26/01/2010

Lucky, lucky, lucky...

Opening night of ‘Bouncersat the Leicester Square Theatre Basement last night. This must be one of the most compact venues in the West End, a tiny room with a bar in one corner, forty or fifty seats arranged in two and two-half rows, and a playing area fifteen feet wide by eight feet deep. A friendly and supportive crowd filled the place – I seemed to be the only person who wasn’t on first-name terms with everyone else – as the room was filled with former classmates of a couple of the cast. Having your mates in the audience makes for an easy show, but the cast didn’t need them; this production would have stirred the most hostile crowd. Director/producer/actor Antony Law has made an excellent job of turning a fairly brief play (usually played in a double bill) into a value-for-money evening’s entertainment with some inventive physical business, and like Kung-Fu fighters, the cast deliver the lines with expert timing.

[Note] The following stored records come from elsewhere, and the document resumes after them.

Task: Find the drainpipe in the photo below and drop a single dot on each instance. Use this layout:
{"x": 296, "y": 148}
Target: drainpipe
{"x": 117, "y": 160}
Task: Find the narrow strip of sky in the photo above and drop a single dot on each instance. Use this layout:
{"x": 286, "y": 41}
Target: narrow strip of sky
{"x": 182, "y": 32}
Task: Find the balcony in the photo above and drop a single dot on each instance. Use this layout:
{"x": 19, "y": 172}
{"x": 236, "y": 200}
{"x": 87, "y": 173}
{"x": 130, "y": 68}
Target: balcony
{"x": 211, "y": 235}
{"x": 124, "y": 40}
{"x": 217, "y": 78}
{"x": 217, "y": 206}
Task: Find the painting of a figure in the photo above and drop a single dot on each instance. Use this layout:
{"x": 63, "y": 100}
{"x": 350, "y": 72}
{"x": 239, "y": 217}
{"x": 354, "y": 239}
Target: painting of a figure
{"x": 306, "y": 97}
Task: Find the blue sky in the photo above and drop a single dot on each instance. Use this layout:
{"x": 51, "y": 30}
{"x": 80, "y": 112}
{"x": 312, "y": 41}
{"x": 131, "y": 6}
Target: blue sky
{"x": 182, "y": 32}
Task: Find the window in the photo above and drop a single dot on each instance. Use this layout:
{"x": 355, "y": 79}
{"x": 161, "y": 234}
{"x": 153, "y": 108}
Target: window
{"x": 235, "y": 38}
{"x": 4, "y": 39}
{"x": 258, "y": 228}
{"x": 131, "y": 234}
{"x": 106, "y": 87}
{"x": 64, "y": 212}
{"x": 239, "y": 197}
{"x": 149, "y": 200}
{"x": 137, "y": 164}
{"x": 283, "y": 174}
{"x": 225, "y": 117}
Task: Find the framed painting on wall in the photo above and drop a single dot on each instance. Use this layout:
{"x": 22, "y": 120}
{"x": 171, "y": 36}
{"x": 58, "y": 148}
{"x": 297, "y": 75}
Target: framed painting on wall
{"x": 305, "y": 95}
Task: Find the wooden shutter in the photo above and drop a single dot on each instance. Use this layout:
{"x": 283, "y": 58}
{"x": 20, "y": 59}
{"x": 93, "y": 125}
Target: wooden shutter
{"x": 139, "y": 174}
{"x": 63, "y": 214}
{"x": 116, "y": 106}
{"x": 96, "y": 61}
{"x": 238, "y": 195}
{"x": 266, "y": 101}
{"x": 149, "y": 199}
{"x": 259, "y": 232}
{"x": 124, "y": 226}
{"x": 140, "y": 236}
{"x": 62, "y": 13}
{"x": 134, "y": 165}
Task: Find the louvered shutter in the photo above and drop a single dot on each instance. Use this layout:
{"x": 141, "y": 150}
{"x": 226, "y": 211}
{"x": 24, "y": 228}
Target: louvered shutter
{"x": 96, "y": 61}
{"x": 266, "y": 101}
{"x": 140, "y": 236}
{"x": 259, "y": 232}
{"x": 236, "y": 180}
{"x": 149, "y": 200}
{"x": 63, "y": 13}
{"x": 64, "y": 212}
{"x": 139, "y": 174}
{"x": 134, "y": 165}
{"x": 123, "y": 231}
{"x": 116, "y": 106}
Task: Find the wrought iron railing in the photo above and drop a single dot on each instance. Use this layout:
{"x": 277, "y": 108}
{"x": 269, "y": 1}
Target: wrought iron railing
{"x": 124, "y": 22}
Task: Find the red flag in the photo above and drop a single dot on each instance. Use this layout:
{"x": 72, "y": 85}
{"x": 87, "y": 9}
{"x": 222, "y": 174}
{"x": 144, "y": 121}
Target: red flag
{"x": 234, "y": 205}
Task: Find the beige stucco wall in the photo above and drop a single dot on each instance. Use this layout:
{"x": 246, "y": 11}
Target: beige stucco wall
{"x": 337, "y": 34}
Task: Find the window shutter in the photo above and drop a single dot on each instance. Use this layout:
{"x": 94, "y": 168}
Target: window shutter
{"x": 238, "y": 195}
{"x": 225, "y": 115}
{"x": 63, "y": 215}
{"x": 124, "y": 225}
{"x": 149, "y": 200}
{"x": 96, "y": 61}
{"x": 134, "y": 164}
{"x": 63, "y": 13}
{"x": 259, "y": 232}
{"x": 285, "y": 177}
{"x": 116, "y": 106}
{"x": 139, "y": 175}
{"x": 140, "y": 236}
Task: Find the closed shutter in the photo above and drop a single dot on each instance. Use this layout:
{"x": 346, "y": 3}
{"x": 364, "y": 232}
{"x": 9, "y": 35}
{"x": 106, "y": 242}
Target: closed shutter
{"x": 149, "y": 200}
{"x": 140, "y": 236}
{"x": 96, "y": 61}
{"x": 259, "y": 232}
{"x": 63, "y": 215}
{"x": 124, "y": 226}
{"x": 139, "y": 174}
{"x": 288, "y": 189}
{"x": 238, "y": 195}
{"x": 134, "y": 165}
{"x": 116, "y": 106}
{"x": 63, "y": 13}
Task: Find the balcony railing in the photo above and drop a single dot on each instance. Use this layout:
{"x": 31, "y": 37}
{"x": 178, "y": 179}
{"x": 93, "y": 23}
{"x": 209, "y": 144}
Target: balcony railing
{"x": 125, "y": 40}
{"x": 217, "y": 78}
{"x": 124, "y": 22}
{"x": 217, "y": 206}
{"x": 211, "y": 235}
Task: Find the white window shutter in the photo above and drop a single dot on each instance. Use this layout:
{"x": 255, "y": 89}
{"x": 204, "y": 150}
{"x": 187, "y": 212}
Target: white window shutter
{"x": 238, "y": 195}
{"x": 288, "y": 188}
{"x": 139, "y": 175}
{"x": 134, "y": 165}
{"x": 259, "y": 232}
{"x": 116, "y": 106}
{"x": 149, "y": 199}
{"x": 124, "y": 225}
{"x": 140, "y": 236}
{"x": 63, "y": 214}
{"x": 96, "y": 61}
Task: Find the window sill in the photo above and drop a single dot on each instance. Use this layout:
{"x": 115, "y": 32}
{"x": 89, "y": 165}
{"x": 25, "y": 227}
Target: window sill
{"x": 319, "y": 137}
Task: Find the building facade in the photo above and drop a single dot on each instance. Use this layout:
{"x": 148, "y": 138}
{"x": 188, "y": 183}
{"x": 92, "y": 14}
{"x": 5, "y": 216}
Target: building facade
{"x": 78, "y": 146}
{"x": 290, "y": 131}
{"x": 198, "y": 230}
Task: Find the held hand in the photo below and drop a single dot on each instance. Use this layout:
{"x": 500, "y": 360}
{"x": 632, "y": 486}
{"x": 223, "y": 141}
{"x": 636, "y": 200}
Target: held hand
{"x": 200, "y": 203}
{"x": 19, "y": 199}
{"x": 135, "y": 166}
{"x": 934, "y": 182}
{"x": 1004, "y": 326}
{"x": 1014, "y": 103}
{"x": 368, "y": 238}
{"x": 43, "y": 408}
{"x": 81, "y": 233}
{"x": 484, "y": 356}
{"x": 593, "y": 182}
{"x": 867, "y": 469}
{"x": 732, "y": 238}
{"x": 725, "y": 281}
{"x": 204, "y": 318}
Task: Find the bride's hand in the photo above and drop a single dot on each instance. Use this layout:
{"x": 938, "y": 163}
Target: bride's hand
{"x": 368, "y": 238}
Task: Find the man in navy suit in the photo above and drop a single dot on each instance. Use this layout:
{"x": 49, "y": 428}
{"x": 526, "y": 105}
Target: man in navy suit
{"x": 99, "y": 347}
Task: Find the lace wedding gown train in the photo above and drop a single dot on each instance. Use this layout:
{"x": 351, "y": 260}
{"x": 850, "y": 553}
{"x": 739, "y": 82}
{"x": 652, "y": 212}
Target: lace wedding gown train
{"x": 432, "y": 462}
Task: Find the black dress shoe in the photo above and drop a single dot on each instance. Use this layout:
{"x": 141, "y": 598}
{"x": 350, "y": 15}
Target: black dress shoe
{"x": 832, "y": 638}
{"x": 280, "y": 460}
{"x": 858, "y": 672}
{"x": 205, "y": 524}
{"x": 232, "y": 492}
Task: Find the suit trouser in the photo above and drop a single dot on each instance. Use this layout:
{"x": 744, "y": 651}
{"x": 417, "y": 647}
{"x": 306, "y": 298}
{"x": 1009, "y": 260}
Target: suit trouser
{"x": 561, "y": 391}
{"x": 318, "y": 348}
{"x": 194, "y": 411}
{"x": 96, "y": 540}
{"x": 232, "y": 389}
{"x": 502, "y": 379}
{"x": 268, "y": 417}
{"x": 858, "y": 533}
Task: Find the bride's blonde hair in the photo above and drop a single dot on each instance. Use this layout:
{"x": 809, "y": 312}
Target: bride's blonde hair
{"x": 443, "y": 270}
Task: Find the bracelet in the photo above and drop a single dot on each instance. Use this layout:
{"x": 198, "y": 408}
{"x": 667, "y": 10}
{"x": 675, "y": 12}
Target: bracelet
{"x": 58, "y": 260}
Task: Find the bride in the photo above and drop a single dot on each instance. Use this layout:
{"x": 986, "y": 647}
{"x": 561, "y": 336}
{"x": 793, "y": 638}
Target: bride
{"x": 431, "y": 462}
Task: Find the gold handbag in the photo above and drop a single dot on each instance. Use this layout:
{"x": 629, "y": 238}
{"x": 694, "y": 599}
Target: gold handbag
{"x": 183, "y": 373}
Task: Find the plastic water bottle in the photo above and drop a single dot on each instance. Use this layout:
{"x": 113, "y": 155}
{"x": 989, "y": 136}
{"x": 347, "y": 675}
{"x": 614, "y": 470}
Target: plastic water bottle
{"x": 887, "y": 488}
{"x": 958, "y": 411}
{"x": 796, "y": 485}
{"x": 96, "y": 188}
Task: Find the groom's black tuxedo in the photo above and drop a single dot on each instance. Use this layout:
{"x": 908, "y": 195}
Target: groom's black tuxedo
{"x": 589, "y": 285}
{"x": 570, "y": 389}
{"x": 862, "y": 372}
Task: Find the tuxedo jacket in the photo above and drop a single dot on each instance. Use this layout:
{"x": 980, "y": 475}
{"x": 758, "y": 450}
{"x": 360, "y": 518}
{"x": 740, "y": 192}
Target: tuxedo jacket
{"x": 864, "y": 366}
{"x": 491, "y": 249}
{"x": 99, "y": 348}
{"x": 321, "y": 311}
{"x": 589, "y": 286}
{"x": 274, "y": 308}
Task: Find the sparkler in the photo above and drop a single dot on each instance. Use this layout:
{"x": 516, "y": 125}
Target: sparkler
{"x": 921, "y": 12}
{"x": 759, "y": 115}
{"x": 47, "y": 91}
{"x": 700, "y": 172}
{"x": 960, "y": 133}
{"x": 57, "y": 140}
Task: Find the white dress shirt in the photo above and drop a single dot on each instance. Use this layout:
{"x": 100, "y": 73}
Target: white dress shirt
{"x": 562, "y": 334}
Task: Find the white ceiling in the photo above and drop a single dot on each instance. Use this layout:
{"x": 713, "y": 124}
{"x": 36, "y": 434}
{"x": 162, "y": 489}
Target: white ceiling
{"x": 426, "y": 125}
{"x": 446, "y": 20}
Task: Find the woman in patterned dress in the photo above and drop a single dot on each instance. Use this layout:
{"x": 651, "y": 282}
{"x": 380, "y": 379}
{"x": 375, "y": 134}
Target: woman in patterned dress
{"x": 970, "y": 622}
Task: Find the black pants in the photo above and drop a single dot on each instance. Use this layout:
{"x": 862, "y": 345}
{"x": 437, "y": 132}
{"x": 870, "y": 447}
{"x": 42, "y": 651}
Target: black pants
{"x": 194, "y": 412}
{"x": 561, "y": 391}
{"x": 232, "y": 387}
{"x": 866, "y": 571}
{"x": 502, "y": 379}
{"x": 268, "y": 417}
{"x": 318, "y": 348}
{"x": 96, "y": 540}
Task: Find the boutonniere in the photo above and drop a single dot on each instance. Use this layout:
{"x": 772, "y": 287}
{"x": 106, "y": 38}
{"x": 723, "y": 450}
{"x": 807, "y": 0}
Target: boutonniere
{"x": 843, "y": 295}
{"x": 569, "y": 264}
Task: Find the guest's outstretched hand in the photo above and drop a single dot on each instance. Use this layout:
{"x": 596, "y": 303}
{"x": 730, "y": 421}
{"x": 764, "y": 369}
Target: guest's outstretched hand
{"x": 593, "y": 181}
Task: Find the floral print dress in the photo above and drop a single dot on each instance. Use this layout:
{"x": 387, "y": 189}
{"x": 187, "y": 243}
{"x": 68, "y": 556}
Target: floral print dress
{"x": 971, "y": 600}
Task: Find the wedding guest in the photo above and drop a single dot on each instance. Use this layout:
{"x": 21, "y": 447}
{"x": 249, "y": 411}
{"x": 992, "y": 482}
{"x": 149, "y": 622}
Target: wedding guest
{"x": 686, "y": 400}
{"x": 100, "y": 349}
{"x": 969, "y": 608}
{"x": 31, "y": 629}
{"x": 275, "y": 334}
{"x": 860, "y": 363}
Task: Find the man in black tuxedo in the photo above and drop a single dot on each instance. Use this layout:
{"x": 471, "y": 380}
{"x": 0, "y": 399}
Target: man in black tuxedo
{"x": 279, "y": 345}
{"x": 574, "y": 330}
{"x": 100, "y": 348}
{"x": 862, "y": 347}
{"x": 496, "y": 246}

‘Bouncers’ is an actor’s delight. Four cast members switch back and forth between a multitude of characters - bouncers, punters both male and female, a rancid DJ, and more – at the drop of a handbag, and when played as well as this was, it is an audience’s delight too. Simon Higgins’s Judd gave the impression of only vaguely being aware what century it was, Luke Stevenson’s Les looked like a psychotic Tom Stoppard, Anthony Law’s Ralph looked as menacing as a rat with a flick-knife, while David Bauckham was given the plum role of “Lucky” Eric. Eric’s not so lucky after all – he’s the only character in the whole show who realises that there is a world outside the nightclub, and in four beautifully delivered monologues, silenced an hysterical audience and chilled them with his vision of what the bleak world of discos, alcopops, and casual sexuality really looks like; not so funny after all.

Sure, the play shows its age from place to place. The two punks come straight from “The Young Ones”, and young women on the prowl nowadays are much more predatory than the ones on display here (or so the CCTV/Police Action TV schedule stuffers would have us believe), but the disco classics used in the show are almost certainly still being played every night in some disco around the country to this day. And the thought that nothing has really changed for the better in the thirty years since the play was written is a bleak one that resonates long after the laughter has stopped.